In our study, the criterion of ‘psychomotor retardation’ was the single most important factor accounting for the high sensitivity of the Nu-DESC. The hypoactive state of delirium is more frequently observed than the hyperactive state,22 and the Nu-DESC has already proven to be a sensitive tool for detecting this more prevalent form of delirium in other clinical settings.19 A possible explanation for the high rate of Nu-DESC positive patients could be that this assessment tool also detects patients in the prodromal phase of delirium. It is common for patients to display one or more symptoms without having the full syndrome of delirium. Such symptoms may precede or follow an episode of full-blown delirium or may never progress to full-blown delirium. The latter condition is known as subsyndromal delirium.23 However, we did not perform delirium screening after discharge from the recovery room in these patients.
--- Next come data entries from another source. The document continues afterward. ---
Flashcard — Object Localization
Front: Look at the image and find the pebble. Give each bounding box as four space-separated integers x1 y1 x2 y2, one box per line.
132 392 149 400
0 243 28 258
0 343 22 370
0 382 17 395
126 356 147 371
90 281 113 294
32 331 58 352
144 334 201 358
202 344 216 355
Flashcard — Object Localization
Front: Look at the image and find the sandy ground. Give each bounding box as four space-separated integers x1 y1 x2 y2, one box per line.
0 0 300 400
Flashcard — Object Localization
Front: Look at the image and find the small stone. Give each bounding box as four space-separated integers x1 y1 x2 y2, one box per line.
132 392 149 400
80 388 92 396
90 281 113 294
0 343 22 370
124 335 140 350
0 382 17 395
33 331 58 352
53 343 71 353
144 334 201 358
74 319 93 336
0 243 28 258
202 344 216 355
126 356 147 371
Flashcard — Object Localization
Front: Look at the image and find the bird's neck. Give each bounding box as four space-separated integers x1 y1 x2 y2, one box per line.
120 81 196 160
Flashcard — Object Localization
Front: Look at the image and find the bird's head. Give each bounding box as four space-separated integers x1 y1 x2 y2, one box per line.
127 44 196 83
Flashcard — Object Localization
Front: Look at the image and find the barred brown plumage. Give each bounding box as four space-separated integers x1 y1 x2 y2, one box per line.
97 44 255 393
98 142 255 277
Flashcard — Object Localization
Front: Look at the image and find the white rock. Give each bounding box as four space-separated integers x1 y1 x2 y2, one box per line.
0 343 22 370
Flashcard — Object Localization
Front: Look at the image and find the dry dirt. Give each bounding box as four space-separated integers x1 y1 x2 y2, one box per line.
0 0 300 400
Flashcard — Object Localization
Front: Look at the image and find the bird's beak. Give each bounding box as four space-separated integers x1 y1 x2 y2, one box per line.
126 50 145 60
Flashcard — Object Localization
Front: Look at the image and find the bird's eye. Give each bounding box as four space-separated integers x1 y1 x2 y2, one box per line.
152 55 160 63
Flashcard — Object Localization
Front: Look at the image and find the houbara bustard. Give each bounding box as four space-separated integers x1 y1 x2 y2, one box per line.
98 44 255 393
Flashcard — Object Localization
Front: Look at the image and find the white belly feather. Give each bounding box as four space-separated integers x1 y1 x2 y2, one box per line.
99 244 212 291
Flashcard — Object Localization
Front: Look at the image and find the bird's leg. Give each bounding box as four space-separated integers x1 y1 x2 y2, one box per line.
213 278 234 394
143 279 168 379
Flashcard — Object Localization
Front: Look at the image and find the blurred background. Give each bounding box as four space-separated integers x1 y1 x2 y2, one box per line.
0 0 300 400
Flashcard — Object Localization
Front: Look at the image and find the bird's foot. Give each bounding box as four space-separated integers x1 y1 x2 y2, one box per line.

The CAM had a lower rate of delirium detection with a sensitivity of 43%. The CAM is based on the DSM-IIIR. For diagnosis, an algorithm consisting of four features is used. These four features are all comparable with the DSM-IV criteria. The first feature ‘acute onset and fluctuating course’ is related to criterion 3 of the DSM-IV criteria (‘developing over a short period of time and tends to fluctuate during the day’). The second and the fourth features ‘inattention’ and ‘altered level of consciousness’ can be found in criterion 1 (‘disturbance of consciousness’) of the DSM-IV criteria. Feature 3 ‘disorganized thinking’ is reflected in criterion 2 of the DSM-IV criteria (‘a change in cognition’).

The CAM was validated for use in a patient population different from ours, for example, the geriatric ward15 and emergency room.16 In these studies, the CAM showed high sensitivities of 0.81–0.86 and high specificities of 0.84–1.0. The main difference to our study was that the patients in the other settings were seen for a longer period of time—hence, detection of a ‘fluctuating course’ might have been facilitated. Of 154 patients, 24 had an ‘acute onset and fluctuating course’ (16%). In the study of Monette and colleagues,16 this criterion was found in 27 of 110 patients (25%). This might be a reason for the low sensitivity of 43% compared with a sensitivity of 94% and 100% as described by Inouye and colleagues,17 since this feature is essential for the diagnosis of delirium with the CAM. The frequencies of the other items in our population were: 15 patients (10%) with ‘inattention’, 16 patients (10%) with ‘disorganized thinking’, and 32 patients (21%) with ‘altered level of consciousness’.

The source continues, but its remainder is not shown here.